Two things can be true at one time. It can't be true that there was a well documented border crisis, consisting of asylum seekers who were following the correct process, during the Biden administration.
It can also be true that, in Trump's first full one in office, we had the lowest number of illegal border crossings in 25 years.
Based on those two truths, I'm not entirely sure what you think I should revise.
Unfortunately, you're going to need to revise pretty much everything you've said about migrants.
Pretty much ALL the problems that Pubs scream about involve asylum seekers. The people in the NYC hotels? Asylum seekers. Laken Riley's killer? Asylum seekers. The big surge of migrants in Texas, that were exported around the country? Asylum seekers. They are all asylum seekers. So if you now say that asylum seekers don't count as illegal, then everything you've said about these "illegal immigrants" is just wrong. Everything.
This has been explained to you before, many times, and yet only now do you seem to get the point. When you think it helps your guy. LOL. Once again:
When a non-citizen comes to the US and presents him/herself to a border agent requesting asylum, the border agent determines whether there is a "credible fear" of persecution in the home country. Part of that determination is whether the individual has something to fear; part of it also is the conditions in the home country. Either way, it's a low bar.
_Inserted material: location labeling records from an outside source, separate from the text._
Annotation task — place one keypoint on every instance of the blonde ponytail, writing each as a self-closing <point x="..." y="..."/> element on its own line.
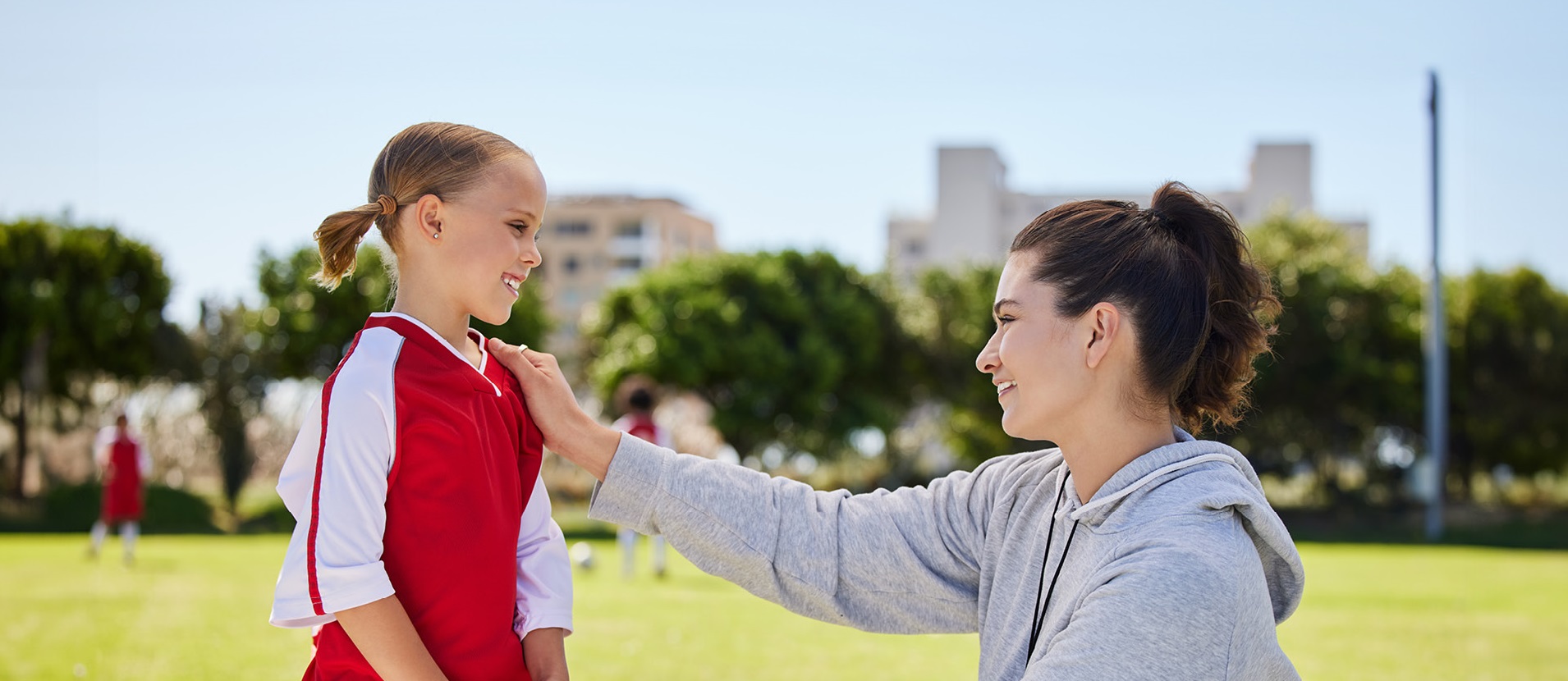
<point x="339" y="238"/>
<point x="436" y="158"/>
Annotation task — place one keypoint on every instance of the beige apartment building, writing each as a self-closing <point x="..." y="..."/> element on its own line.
<point x="977" y="215"/>
<point x="596" y="241"/>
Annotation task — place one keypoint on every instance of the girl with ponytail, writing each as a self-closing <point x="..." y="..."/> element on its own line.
<point x="424" y="546"/>
<point x="1131" y="551"/>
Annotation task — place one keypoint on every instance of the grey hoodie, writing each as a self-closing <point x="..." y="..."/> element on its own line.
<point x="1178" y="567"/>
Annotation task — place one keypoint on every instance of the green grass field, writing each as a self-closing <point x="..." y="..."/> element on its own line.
<point x="195" y="608"/>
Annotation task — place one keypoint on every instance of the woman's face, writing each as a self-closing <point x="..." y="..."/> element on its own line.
<point x="489" y="240"/>
<point x="1037" y="359"/>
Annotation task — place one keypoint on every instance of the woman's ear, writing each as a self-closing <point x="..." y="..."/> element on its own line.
<point x="1104" y="324"/>
<point x="427" y="217"/>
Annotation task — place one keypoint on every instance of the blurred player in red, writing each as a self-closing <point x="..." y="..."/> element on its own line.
<point x="124" y="464"/>
<point x="639" y="422"/>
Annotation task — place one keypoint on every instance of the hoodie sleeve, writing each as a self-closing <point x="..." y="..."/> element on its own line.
<point x="899" y="561"/>
<point x="1170" y="608"/>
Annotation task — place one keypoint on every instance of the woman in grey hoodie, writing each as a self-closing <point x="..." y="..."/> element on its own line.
<point x="1132" y="551"/>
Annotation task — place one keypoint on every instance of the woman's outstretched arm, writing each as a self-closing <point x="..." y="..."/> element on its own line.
<point x="904" y="561"/>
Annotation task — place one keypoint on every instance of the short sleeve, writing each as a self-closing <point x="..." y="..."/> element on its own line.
<point x="544" y="572"/>
<point x="334" y="482"/>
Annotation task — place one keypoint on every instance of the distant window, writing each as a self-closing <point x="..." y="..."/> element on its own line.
<point x="571" y="229"/>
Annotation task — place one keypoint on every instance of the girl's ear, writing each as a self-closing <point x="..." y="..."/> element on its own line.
<point x="1104" y="326"/>
<point x="427" y="217"/>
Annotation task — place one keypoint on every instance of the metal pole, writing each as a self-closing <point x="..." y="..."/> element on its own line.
<point x="1437" y="351"/>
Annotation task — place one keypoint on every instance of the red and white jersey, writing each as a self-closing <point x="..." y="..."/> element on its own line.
<point x="104" y="450"/>
<point x="418" y="475"/>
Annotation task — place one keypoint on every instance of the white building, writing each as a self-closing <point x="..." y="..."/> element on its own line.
<point x="593" y="243"/>
<point x="977" y="215"/>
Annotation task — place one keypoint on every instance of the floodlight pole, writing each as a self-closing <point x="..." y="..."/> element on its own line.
<point x="1437" y="351"/>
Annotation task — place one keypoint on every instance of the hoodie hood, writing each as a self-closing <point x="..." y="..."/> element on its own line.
<point x="1200" y="475"/>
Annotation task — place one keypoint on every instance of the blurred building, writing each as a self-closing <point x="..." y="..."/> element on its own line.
<point x="593" y="243"/>
<point x="977" y="215"/>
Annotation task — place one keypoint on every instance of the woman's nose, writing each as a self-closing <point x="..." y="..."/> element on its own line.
<point x="988" y="360"/>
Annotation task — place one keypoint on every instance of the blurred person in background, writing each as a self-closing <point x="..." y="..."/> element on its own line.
<point x="1131" y="551"/>
<point x="124" y="465"/>
<point x="639" y="422"/>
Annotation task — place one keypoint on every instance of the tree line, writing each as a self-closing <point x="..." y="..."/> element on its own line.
<point x="803" y="351"/>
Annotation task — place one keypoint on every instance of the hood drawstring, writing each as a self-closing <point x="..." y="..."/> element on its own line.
<point x="1051" y="531"/>
<point x="1137" y="484"/>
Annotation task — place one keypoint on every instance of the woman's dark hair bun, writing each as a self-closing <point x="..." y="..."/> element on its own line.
<point x="1185" y="272"/>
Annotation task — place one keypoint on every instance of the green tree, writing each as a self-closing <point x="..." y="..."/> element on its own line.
<point x="949" y="312"/>
<point x="791" y="348"/>
<point x="77" y="304"/>
<point x="229" y="360"/>
<point x="1346" y="359"/>
<point x="1509" y="362"/>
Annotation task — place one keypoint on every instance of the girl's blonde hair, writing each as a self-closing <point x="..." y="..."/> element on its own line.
<point x="425" y="158"/>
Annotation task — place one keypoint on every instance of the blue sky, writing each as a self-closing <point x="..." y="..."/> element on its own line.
<point x="213" y="130"/>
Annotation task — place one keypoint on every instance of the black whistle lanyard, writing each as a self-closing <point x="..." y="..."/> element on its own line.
<point x="1045" y="591"/>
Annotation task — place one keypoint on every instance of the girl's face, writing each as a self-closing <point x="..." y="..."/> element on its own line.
<point x="1037" y="359"/>
<point x="489" y="240"/>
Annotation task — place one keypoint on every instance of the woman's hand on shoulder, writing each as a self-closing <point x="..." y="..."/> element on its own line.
<point x="568" y="431"/>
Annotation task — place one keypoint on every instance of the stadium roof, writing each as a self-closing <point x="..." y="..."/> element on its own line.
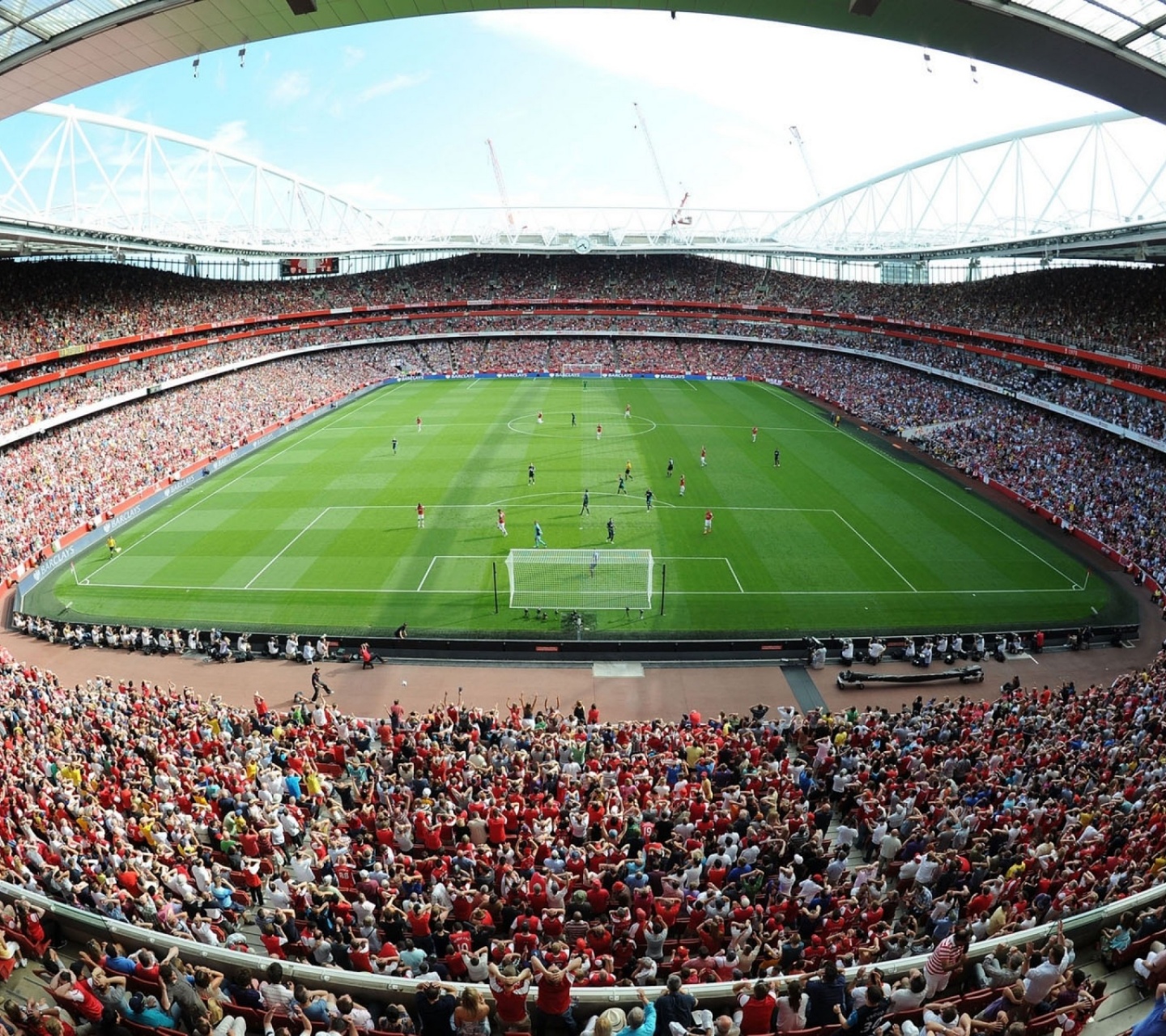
<point x="1091" y="188"/>
<point x="1113" y="49"/>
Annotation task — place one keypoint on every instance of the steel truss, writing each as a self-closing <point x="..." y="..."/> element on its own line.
<point x="1087" y="188"/>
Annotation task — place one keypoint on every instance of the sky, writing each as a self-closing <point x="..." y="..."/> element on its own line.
<point x="397" y="114"/>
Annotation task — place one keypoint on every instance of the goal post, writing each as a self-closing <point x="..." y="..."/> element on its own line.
<point x="590" y="580"/>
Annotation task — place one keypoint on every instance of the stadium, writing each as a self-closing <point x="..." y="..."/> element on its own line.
<point x="662" y="618"/>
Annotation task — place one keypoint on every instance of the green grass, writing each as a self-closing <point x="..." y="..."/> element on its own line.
<point x="318" y="532"/>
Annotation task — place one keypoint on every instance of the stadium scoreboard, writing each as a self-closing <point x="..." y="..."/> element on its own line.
<point x="301" y="267"/>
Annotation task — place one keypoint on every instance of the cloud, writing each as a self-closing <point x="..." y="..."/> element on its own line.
<point x="289" y="87"/>
<point x="232" y="137"/>
<point x="368" y="193"/>
<point x="402" y="81"/>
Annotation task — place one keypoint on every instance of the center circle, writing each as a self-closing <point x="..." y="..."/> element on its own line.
<point x="556" y="426"/>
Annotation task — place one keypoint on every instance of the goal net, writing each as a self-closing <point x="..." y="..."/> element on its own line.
<point x="580" y="578"/>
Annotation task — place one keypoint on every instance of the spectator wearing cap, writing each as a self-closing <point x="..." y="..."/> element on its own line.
<point x="674" y="1004"/>
<point x="145" y="1011"/>
<point x="554" y="996"/>
<point x="946" y="958"/>
<point x="640" y="1019"/>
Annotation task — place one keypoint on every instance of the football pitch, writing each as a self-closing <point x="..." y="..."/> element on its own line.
<point x="318" y="532"/>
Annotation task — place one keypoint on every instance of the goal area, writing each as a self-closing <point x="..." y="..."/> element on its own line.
<point x="580" y="578"/>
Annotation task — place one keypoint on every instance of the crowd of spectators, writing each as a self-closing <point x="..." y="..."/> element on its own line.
<point x="476" y="845"/>
<point x="1107" y="486"/>
<point x="49" y="305"/>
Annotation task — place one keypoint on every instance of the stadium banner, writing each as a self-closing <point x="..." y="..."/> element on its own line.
<point x="76" y="542"/>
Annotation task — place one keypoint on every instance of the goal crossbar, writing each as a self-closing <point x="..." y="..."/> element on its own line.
<point x="585" y="580"/>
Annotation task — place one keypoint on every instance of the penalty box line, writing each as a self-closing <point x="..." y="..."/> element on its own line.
<point x="776" y="593"/>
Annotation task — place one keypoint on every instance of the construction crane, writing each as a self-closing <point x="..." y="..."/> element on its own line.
<point x="500" y="180"/>
<point x="678" y="217"/>
<point x="810" y="169"/>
If someone shows up from Australia and says, "I need asylum from persecution by the Aussies," and the persecution in question is 6 months in the pokey for shoplifting, that's not credible fear. But if someone from El Salvador says, the gangs and the government are targeting me, beating me, and forcing my kids to work for them, that's credible fear.
Once a person is deemed to have a credible fear, the government is obligated to give them an individualized hearing to assess those claims and see if the person actually qualifies for asylum. Obligated. By law. But there's a huge backlog, so what do the people do instead? They could be housed in a detention camp, provided that the accommodations meet basic standards of decency. But with a years-long backlog and tremendous cost to maintaining such facilities, the government has found it better to admit those people under the legal concept of parole (note see below). They get a court date and they have to show up for it.
That's how it works. They can't be made to stay in Mexico -- that's why "remain in mexico" was illegal and the courts dissolved it. They can't be deported until their claims are processed.
The biggest and most important provision of the bipartisan bill the Pubs refused to pass last year was the provision for greatly expanding the number of immigration judges. Because that backlog is the cause of everything. If the asylum claim can be heard in three months, then the person is either formally admitted or deported in that time frame. But the backlog is 10 years. And that's an inducement for people to come. They show up, say asylum, and the government says, "OK, see you back here in 2034." Meanwhile, they are in the country. They can't work (but do in the black market or in criminal activity) but they are safe.
Folks like you kept going about how that bill was worthless, blah blah blah, when in fact it's precisely the solution. There was a bunch of other stuff about closing the border if crossings are too high -- that was all theatrics. None of it matters if the US could process the claims expeditiously.
This is at least the third time I've explained it to you and there will not be a fourth. You should be able to see now why your admission that "asylum seekers are not illegal" forces a revisitation of everything you've ever said on the topic, because everything you've ever said relied on the assumption that asylum seekers were "illegal."